At question time a few had their queries urbanely handled and then came Ron Scarlett, one of those who seem to be a student forever, who loved to argue the toss at any chance. He challenged the speaker on his main thesis, putting his points with much vigour and the ensuing debate took all of half an hour, both obviously enjoying the cut and thrust. Scarlett subsided at last without giving way, though I feel Fairburn had the better of it in a good-natured way and, as a practitioner of romantic poetry himself, a memorable figure. Much later Scarlett worked on the Pyramid Valley excavations of the giant eagle for Canterbury Museum, and became an authority on New Zealand fossil homes.
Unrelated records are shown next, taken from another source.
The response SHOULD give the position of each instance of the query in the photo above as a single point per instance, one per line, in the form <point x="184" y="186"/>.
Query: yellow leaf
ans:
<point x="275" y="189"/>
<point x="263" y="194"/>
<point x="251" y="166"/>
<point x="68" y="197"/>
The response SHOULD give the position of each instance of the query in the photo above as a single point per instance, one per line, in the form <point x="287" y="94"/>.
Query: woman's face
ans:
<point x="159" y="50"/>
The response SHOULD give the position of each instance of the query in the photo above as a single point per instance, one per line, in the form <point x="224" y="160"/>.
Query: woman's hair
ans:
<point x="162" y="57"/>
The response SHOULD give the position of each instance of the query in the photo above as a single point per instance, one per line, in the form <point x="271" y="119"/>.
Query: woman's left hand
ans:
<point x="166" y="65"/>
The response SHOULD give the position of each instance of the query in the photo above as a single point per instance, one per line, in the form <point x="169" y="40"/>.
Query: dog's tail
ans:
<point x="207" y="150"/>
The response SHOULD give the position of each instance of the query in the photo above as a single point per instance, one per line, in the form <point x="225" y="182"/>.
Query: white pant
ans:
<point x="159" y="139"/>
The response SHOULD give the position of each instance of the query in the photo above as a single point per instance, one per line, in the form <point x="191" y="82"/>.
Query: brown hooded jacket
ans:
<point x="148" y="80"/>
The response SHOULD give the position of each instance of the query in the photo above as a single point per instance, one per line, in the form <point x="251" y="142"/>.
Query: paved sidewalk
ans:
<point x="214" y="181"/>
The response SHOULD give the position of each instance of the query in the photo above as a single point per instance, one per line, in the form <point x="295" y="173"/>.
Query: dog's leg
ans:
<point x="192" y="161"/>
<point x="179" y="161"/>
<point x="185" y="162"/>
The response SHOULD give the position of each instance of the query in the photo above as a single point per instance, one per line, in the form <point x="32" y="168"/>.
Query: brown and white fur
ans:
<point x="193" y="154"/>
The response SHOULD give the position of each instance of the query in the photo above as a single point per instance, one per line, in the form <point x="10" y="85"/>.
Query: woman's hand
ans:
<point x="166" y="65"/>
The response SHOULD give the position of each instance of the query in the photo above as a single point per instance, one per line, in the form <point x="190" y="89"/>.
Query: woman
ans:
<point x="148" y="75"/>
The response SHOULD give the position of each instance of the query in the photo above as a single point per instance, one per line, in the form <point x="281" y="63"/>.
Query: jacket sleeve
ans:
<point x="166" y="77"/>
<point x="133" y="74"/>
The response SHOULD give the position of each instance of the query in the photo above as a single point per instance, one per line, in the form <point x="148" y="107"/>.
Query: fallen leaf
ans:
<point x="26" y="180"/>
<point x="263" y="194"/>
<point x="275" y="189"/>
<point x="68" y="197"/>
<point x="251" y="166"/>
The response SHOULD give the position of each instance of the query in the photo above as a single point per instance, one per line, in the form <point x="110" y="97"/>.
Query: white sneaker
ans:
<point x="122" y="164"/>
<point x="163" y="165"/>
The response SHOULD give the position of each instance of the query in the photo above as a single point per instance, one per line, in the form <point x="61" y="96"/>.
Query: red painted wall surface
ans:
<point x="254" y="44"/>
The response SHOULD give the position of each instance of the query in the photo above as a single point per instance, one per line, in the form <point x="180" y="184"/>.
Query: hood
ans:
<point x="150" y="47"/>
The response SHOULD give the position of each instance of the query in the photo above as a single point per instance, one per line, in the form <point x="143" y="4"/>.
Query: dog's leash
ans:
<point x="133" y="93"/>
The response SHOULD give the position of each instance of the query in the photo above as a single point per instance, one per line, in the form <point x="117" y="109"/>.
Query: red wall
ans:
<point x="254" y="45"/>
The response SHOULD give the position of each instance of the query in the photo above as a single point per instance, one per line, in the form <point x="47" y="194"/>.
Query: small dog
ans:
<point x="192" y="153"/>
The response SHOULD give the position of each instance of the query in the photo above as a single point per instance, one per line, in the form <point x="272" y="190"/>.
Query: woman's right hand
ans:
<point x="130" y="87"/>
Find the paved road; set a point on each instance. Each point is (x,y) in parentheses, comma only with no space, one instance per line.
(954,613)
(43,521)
Johannes Andersen, head of the Turnbull library, wrote on Maori mythology and nature notes of the most engaging kind for the Christchurch Press. George Bernard Shaw said that his most outstanding experience in New Zealand was Andersen whistling the native birdsongs to him in the study at the Turnbull, so transporting him to the heart of the bush.
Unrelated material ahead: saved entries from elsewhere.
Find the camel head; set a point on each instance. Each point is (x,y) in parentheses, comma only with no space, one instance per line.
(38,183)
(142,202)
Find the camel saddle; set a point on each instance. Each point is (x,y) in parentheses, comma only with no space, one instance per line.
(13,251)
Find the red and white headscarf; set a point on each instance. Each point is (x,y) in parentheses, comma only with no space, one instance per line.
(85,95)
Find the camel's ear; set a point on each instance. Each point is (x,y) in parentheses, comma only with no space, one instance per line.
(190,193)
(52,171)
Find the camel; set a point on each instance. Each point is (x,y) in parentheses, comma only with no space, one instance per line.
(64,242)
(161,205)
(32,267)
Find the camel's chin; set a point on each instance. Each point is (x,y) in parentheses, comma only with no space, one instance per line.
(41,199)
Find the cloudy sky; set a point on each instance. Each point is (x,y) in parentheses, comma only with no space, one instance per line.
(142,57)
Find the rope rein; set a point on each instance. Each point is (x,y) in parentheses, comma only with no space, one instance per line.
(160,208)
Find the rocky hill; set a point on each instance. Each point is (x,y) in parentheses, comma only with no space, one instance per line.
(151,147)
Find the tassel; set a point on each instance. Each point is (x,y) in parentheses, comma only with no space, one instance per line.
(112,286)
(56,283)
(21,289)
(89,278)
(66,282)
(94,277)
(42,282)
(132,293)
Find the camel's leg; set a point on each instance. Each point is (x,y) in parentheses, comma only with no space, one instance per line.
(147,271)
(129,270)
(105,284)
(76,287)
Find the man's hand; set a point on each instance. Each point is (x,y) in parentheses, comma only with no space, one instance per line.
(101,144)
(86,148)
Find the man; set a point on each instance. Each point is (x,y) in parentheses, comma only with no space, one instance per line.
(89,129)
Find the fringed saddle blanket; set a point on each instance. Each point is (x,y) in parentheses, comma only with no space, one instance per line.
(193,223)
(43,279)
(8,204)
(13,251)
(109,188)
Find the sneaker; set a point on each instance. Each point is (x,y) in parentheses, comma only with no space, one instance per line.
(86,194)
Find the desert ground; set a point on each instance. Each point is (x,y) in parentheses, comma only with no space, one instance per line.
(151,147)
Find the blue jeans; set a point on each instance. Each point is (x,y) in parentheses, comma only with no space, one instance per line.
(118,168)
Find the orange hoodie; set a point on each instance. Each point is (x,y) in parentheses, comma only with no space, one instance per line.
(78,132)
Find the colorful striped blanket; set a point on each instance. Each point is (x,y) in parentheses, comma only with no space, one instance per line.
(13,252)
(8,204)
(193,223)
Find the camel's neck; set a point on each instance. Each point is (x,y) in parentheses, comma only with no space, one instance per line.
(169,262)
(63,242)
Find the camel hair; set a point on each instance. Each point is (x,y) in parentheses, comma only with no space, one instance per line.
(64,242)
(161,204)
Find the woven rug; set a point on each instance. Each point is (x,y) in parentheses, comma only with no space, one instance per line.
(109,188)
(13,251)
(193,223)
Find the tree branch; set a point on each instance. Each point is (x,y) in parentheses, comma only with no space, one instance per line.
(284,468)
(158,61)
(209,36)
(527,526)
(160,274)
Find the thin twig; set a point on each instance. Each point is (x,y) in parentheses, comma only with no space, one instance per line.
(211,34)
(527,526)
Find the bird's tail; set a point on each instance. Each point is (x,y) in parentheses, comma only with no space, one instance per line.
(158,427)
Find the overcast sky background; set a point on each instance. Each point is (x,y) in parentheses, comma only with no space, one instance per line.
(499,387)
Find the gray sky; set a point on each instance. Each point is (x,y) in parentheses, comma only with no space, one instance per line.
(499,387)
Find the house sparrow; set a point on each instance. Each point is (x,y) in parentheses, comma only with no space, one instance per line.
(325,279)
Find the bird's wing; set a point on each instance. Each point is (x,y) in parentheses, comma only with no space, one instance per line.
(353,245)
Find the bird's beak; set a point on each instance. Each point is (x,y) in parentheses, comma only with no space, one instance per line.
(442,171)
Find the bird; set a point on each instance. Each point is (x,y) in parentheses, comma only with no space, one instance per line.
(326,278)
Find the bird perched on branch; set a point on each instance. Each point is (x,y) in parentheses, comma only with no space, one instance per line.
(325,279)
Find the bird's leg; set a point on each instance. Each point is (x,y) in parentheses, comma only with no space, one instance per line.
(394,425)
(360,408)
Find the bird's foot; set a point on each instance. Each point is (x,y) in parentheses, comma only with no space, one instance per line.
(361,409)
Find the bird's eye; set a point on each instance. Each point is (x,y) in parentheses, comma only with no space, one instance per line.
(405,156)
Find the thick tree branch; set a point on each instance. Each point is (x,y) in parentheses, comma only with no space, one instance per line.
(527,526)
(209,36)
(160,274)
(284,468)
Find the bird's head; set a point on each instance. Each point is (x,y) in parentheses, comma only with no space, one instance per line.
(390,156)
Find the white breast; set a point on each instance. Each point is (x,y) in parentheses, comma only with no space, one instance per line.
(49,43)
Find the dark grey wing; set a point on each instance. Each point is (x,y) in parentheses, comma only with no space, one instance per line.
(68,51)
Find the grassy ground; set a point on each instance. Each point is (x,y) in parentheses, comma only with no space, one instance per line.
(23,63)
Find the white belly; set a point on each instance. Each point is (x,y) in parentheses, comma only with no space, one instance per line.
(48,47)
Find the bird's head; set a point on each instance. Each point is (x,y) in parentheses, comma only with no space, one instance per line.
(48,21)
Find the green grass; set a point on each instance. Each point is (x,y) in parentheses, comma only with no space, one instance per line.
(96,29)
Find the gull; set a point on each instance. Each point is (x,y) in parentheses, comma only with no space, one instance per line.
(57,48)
This remarkable man was diminutive, his fine features brown and delicately wrinkled, his brow high, above it a mane of silver wire hair beautifully brushed and the man impeccably attired. He began by saying that his subject, “The Literature of the Maori”, was a contradiction since Maori wasn’t a written language, but that he hoped to prove that this speech deserved to be regarded as literary by its poetic nature.
As a young man of 17 he became an interpreter for the Maori Land Court and told of a time in Gisborne where an elder giving evidence recited his genealogy back to the canoes, taking two days to do so. That evening the Judge said, “Andersen, that man is inventing, so tomorrow you are to tell him you’ve lost your notes.” When asked how to explain this, he replied, “Oh, invent anything – they were accidentally burnt, maybe.” Next day the old man’s face fell as he was told he’d have to repeat his recitation, yet he did so and when the two records were compared, they were near enough to identical.
Feats of memory such as this were not unusual, but Andersen’s point was that they were expressed in poetic ways, indeed the everyday Maori giving directions or explanations, such as describing the plants in his district that were safe to use, did so in graceful literary terms. So he argued his case with examples, some of these the old folk tales.
At the end of the spellbinding session a man stood to thank him. He was dressed in a trench coat, navy blue suit with wide chalk stripes and cuffs on the trousers, had square-cut features, basin cropped hair, not sun-tanned. He was Frank Sargeson.
He spoke eloquently in a Kiwi voice, flat vowels and a somewhat metallic note, saying that he’d been privileged to hear such a wonderful lecture and that he felt certain he spoke for us all when he assured Johannes that he had persuaded us that Maori deserved to be regarded as literature – and that the account of Rona in the Moon came across so well it made him think he must use the story somehow in the future.
So it was, 50 years ago three of my heroes from the printed page were made manifest.